Our study contribute to our understanding of the relationship between BC, insulin resistance, and MS in individuals with T1DM, particularly in the Chinese population.

Another important significance of the study is to verify that BC studies, specifically detecting visceral fat (trunk fat), may be useful in recognizing the elevated risk of MS in non-obeseT1DM patients.

Research objectives

The objective of the research was to assess BC in T1DM patients and evaluate the relationship between BC, MS, and insulin resistance in these individuals. This study would contribute to identify the independent risk factors for MS in Chinese T1DM and verify that BC studies, specifically detecting visceral fat (trunk fat), may be useful in recognizing the elevated risk of MS in non-obese T1DM patients.

Research methods

A total of 101 subjects with T1DM, aged 10 years or older, and with a disease duration of over 1 year were included. BIA using the Tsinghua-Tongfang BC Analyzer BCA-1B was employed to measure various BC parameters. Clinical and laboratory data were collected, and insulin resistance was calculated using the estimated glucose disposal rate (eGDR).

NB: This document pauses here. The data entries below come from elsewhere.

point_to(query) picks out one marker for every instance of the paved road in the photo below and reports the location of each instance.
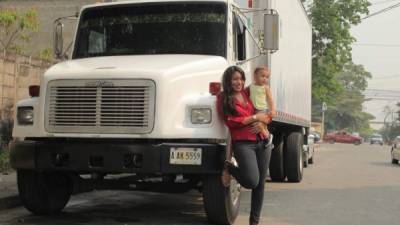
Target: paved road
(347, 185)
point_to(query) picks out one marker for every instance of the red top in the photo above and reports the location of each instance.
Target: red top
(238, 130)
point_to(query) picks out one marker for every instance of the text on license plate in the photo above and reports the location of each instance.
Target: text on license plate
(185, 156)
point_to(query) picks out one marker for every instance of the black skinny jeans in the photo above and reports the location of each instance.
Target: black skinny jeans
(253, 162)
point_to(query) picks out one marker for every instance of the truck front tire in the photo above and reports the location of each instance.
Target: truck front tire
(294, 157)
(220, 203)
(277, 166)
(44, 193)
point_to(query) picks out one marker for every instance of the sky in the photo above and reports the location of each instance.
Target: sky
(378, 49)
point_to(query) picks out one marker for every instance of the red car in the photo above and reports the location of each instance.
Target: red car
(342, 137)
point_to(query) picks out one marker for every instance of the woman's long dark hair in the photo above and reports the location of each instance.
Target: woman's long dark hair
(227, 90)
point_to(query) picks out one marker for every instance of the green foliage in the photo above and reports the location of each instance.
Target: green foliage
(16, 28)
(332, 20)
(347, 112)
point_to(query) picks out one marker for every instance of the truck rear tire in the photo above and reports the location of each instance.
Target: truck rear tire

The BIA measurement provided valuable analysis data such as muscle mass, fat mass, and visceral fat index (VFI). In this study, VFI represents visceral fat volumeas and was calculated as follows: VFI = visceral fat area (cm²) divided by 10 cm².

Research results

Several important research achievements are as follows: Visceral fat was found to be a superior predictor of metabolic syndrome compared to conventional measures such as BMI and waist-to-hip ratio in Chinese individuals with T1DM; VFI, eGDR, and a family history of diabetes were identified as independent risk factors for metabolic syndrome in Chinese individuals with T1DM; skeletal muscle mass showed a significant positive correlation with blood pressure and emerged as an independent risk factor for hypertension in Chinese individuals with T1DM.

Research conclusions

Visceral fat, eGDR, and a family history of diabetes are important independent risk factors for metabolic syndrome while skeletal muscle mass acts as an independent risk factor for hypertension. Body composition analysis, specifically identifying visceral fat, has unique value in identifying metabolic syndrome in Chinese patients with T1DM.

Research perspectives

The future research direction is to evaluate the relationship between BC and MS, mortality through expanding sample size and cohort studies.